Thin Air Resulting in High Pressure: Mountain Sickness and Hypoxia-Induced Pulmonary Hypertension

Abstract

With rising altitude the partial pressure of oxygen falls. This phenomenon leads to hypobaric hypoxia at high altitude. Since more than 140 million people permanently live at heights above 2500 m and more than 35 million travel to these heights each year, understanding the mechanisms resulting in acute or chronic maladaptation of the human body to these circumstances is crucial. This review summarizes current knowledge of the body's acute response to these circumstances, possible complications and their treatment, and health care issues resulting from long-term exposure to high altitude. It furthermore describes the characteristic mechanisms of adaptation to life in hypobaric hypoxia expressed by the three major ethnic groups permanently dwelling at high altitude. We additionally summarize current knowledge regarding possible treatment options for hypoxia-induced pulmonary hypertension by reviewing in vitro, rodent, and human studies in this area of research.

Figure 1

Mechanisms of vascular remodeling in chronic hypoxia (from [16], permission granted).
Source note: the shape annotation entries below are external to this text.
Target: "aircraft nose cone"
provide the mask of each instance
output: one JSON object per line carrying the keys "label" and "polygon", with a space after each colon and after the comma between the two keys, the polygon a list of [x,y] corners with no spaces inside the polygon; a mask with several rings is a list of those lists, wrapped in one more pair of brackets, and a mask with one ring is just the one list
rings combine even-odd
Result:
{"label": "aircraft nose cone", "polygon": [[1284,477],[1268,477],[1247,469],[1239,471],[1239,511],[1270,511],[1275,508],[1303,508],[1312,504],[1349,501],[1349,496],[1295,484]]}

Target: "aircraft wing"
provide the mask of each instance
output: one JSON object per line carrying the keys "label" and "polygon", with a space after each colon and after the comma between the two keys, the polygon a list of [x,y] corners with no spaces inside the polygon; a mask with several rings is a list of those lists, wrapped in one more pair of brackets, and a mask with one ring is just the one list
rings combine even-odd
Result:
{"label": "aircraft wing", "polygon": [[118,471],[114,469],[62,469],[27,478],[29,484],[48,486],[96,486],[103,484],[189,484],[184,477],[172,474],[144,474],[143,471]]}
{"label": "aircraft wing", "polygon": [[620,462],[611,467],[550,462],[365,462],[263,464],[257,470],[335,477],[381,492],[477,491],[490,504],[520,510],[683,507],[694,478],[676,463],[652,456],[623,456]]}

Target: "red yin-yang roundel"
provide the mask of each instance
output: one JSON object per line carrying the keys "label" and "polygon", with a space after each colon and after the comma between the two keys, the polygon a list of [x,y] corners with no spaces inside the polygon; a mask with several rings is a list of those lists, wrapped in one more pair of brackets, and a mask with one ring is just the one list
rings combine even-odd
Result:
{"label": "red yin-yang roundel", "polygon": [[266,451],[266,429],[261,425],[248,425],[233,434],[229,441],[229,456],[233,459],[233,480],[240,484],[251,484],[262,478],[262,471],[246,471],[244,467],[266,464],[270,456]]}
AEC: alveolar epithelial cell; CCL: C-C motif chemokine ligand; CD40L: CD40 ligand; CXCL: C-X-C motif chemokine ligand; ECAM: endothelial cell adhesion molecule; FGF: fibroblast growth factor; HDAC: histone deacetylase; GM-CSF: granulocyte macrophage colony stimulating factor; HIF: hypoxia-inducible factor; ICAM: intercellular adhesion molecule; IL: interleukin; NO-sGC-cGMP: nitric oxide-soluble guanylate cyclase-cyclic GMP; MCP: monocyte chemoattractant protein; PDGF: platelet-derived growth factor; PGI₂: prostacyclin; RANTES: regulated upon activation, normally T-expressed, and presumably secreted; ROS: reactive oxygen species; SDF: stromal cell-derived factor; TRPC6: transient receptor potential cation channel 6; VCAM: vascular cell adhesion molecule.

Figure 2

Map showing populated regions at altitudes of 2500 m or higher (from [17], permission granted), and characteristics of three major high-altitude populations. ^∗Compared with sea-level populations at low altitude (see [18, 19]). EGLN1: hypoxia-inducible factor prolyl 4-hydroxylase 2; EPAS1: hypoxia-inducible factor-2α; hb: hemoglobin. †: [20, 21], ††: [–24], †††: [25].